Zack s'avance prudemment, une main sur le corps de Cloud, prêt à le poser par terre en cas d'attaque. Il saisit prudemment la grande enveloppe, l'ouvre, et ses yeux s'agrandissent, se tournent vers elle, reviennent sur Tseng. Il hoche la tête solennellement.
« Merci. »
Plutôt que de continuer les politesses, Tseng reprend d'une voix prudente, retenue :
« Il y a un camion à la fin du secteur. Les clefs sont sur le contact. Dans la boîte à gants vous trouverez une carte. »
Aerith cligne des yeux, et Zack le regarde avec suspicion.
« Comment je sais que ce n'est pas un piège ? »
Tseng hausse les épaules, le visage neutre, mais elle sent en lui une résolution qu'elle n'a jamais connu avant. Les voix lui chuchotent qu'elle peut lui faire confiance.
« Si je le voulais, vous seriez déjà en route chez Hojo. »
Et Zack est tendu comme la corde d'un arc. Elle frissonne, ravale sa peur, et pose une main sur son dos.
« Allons-y, chuchote-t-elle. »
Sa main est minuscule et le dos de Zack large, mais elle suffit à drainer un peu de la tension qui émane du jeune homme.
« Si tu nous as menti, je te tue, promet-il. »

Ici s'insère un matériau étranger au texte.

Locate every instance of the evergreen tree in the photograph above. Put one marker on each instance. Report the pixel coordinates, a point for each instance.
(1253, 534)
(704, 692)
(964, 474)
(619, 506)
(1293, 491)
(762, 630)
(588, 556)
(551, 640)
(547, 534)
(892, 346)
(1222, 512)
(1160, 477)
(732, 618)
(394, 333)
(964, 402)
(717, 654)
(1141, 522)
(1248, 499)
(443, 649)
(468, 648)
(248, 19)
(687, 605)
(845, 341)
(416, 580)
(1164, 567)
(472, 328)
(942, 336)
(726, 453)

Et sa voix est froide – la voix d'un tueur. Une seconde, les peurs qu'Aerith croyaient disparues resurgissent : peut-elle faire confiance à un SOLDAT ? Peut-elle mettre sa vie entre les mains d'un homme qui gagne sa vie en tuant des gens pour le compte de Shinra ? Elle se raisonne. Zack est Zack. Il est revenu la chercher. Les voix lui ont affirmé qu'il n'était pas comme les autres et elle l'a vu à mainte reprise. Elle peut lui faire confiance même après quatre ans. Elle le sait.
Tseng hoche la tête, un mouvement bref, presque anodin – mais Tseng ne fait pas de gestes anodins – et s'écarte de leur chemin. Elle hésite, puis lui sourit en le regardant dans les yeux :
« Merci. »
L'ombre d'un sourire passe sur son visage, aussi rapide qu'un battement d'aile.
« Ne vous faites pas rattraper par Shinra, répond-il. »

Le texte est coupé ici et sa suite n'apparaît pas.